Finding Wetlands in the Arid West
In early April, at the beginning of the GSS fieldwork season, GSS staff members Andy Robertson, Zachary Ansell, and Josh Balsiger conducted pre-mapping fieldwork for a Bureau of Land Management Project in Southeast Nevada, just outside Las Vegas. The purpose of the trip was to identify conventions for the interpretation of wetland matrices in the study area. GSS staff spent 8 days in Nevada, covering 2,156 miles, and collected data at 111 different pre-selected and ad-hoc checksites.
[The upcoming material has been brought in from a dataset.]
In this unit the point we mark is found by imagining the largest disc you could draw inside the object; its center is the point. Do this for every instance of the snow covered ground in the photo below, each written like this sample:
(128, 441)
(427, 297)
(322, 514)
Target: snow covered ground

The arid west has unique hydrology that is characterized by localized precipitation events that play a big role in the hydrogeomorphology of the region. Features that GSS was able to develop wetland mapping conventions for included mineral flats, mountain springs, USFWS refuges, and high mountain drainage divides. Soil samples provided an important look into the hydric nature of soils at varying check sites and were especially interesting in high altitude depressions where water ponds when ephemeral flow paths upstream experience precipitation events.
The trip brought the team from the basins of prehistoric lakes to groundwater expressing springs gushing out of mountain sides, along with an occasional disappearing stream. It served to distinguish unique image signatures, identify water regimes and helped inform an understanding of the wetlands present in the study area.